One of the first places to visit is your service academy’s admissions site:

USAFA – The United States Air Force Academy

USNA – The United States Naval Academy
USMA — The United States Military Academy

USMMA  The Merchant Marine Academy

USCGA    Coast Guard Academy (does not require a congressional nomination)

From Prospect to Appointee:  

  • Prospect: A student who has filled out the initial response form showing interest. This means they are essentially on an admissions mailing list. You can fill this out as early as middle school by going to the academy’s website.
  • Applicant: The individual has filled out a pre-candidate questionnaire and provided initial info on PSAT/SAT/ACT scores, grades and extra-curricular activities. This is usually done NO LATER than the spring of their junior year.
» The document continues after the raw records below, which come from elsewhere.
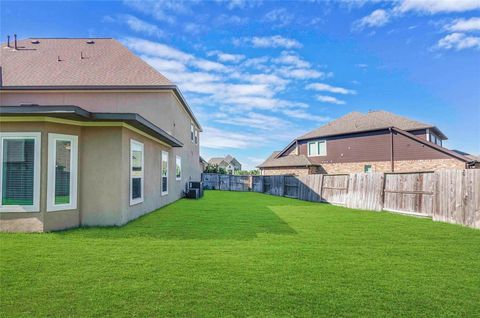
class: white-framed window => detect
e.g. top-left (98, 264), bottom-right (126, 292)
top-left (130, 139), bottom-right (145, 205)
top-left (0, 132), bottom-right (41, 212)
top-left (162, 151), bottom-right (168, 195)
top-left (175, 156), bottom-right (182, 181)
top-left (47, 133), bottom-right (78, 211)
top-left (307, 140), bottom-right (327, 157)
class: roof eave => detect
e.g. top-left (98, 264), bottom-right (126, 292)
top-left (0, 105), bottom-right (183, 147)
top-left (0, 85), bottom-right (203, 132)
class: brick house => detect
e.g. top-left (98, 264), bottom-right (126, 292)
top-left (258, 111), bottom-right (478, 175)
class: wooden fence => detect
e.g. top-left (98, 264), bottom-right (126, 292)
top-left (202, 169), bottom-right (480, 228)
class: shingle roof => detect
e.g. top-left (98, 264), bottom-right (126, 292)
top-left (0, 38), bottom-right (172, 88)
top-left (297, 110), bottom-right (446, 140)
top-left (208, 158), bottom-right (225, 165)
top-left (208, 155), bottom-right (235, 165)
top-left (257, 151), bottom-right (312, 168)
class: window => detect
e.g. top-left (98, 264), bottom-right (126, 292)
top-left (0, 132), bottom-right (41, 212)
top-left (175, 156), bottom-right (182, 180)
top-left (47, 134), bottom-right (78, 211)
top-left (162, 151), bottom-right (168, 195)
top-left (308, 140), bottom-right (327, 157)
top-left (130, 139), bottom-right (144, 205)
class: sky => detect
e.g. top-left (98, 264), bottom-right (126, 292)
top-left (0, 0), bottom-right (480, 169)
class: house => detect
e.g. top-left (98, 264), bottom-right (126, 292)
top-left (0, 38), bottom-right (202, 232)
top-left (199, 156), bottom-right (208, 172)
top-left (258, 111), bottom-right (476, 175)
top-left (208, 155), bottom-right (242, 174)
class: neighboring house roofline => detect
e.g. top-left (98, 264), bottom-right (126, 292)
top-left (0, 105), bottom-right (183, 147)
top-left (0, 85), bottom-right (203, 131)
top-left (391, 127), bottom-right (475, 163)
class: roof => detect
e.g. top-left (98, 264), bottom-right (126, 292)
top-left (208, 157), bottom-right (228, 165)
top-left (0, 105), bottom-right (183, 147)
top-left (0, 38), bottom-right (172, 86)
top-left (208, 155), bottom-right (238, 165)
top-left (297, 110), bottom-right (447, 140)
top-left (257, 151), bottom-right (312, 168)
top-left (0, 38), bottom-right (202, 131)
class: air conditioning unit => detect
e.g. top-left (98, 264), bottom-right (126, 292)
top-left (187, 181), bottom-right (203, 198)
top-left (187, 189), bottom-right (200, 199)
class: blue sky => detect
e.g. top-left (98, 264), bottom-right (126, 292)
top-left (1, 0), bottom-right (480, 169)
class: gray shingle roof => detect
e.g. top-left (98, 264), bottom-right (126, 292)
top-left (257, 151), bottom-right (312, 168)
top-left (297, 110), bottom-right (446, 140)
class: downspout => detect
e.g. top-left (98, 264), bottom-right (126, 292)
top-left (388, 127), bottom-right (395, 172)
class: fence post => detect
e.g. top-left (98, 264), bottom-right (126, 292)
top-left (380, 172), bottom-right (387, 211)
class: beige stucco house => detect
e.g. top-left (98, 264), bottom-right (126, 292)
top-left (0, 38), bottom-right (201, 232)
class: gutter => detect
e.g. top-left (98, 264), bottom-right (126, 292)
top-left (0, 85), bottom-right (203, 132)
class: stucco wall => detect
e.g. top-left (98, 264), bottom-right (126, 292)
top-left (0, 122), bottom-right (82, 232)
top-left (0, 91), bottom-right (201, 231)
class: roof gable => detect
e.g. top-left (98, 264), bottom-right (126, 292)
top-left (297, 110), bottom-right (446, 140)
top-left (0, 38), bottom-right (173, 88)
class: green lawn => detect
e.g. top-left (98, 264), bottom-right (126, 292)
top-left (0, 191), bottom-right (480, 317)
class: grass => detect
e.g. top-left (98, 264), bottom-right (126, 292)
top-left (0, 191), bottom-right (480, 317)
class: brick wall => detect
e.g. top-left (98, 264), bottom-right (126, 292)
top-left (261, 167), bottom-right (310, 176)
top-left (262, 159), bottom-right (465, 176)
top-left (320, 159), bottom-right (465, 174)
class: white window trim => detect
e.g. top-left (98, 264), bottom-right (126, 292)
top-left (175, 156), bottom-right (183, 181)
top-left (47, 133), bottom-right (78, 212)
top-left (0, 132), bottom-right (42, 212)
top-left (307, 139), bottom-right (327, 157)
top-left (129, 139), bottom-right (145, 205)
top-left (160, 150), bottom-right (170, 195)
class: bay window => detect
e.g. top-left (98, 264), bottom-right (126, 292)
top-left (0, 132), bottom-right (41, 212)
top-left (162, 151), bottom-right (168, 195)
top-left (47, 134), bottom-right (78, 211)
top-left (130, 139), bottom-right (144, 205)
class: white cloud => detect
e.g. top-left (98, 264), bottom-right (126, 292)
top-left (305, 83), bottom-right (357, 95)
top-left (282, 109), bottom-right (330, 122)
top-left (272, 51), bottom-right (310, 68)
top-left (278, 67), bottom-right (326, 80)
top-left (437, 33), bottom-right (480, 51)
top-left (315, 95), bottom-right (345, 105)
top-left (263, 8), bottom-right (294, 27)
top-left (201, 126), bottom-right (263, 149)
top-left (445, 18), bottom-right (480, 32)
top-left (122, 37), bottom-right (194, 62)
top-left (103, 14), bottom-right (165, 38)
top-left (214, 14), bottom-right (249, 26)
top-left (215, 112), bottom-right (290, 130)
top-left (124, 0), bottom-right (190, 24)
top-left (353, 9), bottom-right (390, 30)
top-left (237, 35), bottom-right (302, 49)
top-left (394, 0), bottom-right (480, 14)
This is also the time to contact your congressman and senator in regards to a nomination. In addition, if the student’s parent is qualified for a Presidential nomination, (see nominations and appointments below) then the student can contact the academy directly to pursue this nomination as well.
  • Candidate: To move from applicant to candidate indicates that you have cleared your first competitive hurdle. This step is decided by the Academies admissions staff in the early summer of a student’s Senior year. Not all students will get to this point, but this is when they will be interviewed by the Academy Liaison Officer (or the equivalent). It is from this list that appointments will be offered as early as the fall. For example, one of our sons was offered an USNA appointment by October.
  • Appointee: This means that the candidate has been offered an appointment into the Academy. They can choose to accept it or turn it down, but it means they have not only received an official nomination, but they have also been approved by the Academy’s admissions board and offered an actual appointment.

The Essay

It’s never too early to begin to think about what you would like to write in your admissions application essay. These are very important and should be well thought out before submitting. Be sure to have you liaison officer review it before you submit it or ask an academy graduate to help. It also wouldn’t hurt to have a faculty member from your school review it as well. More eyes on the project can mean a broader perspective, but it still needs to be your own voice, so you will have the final word on the essay.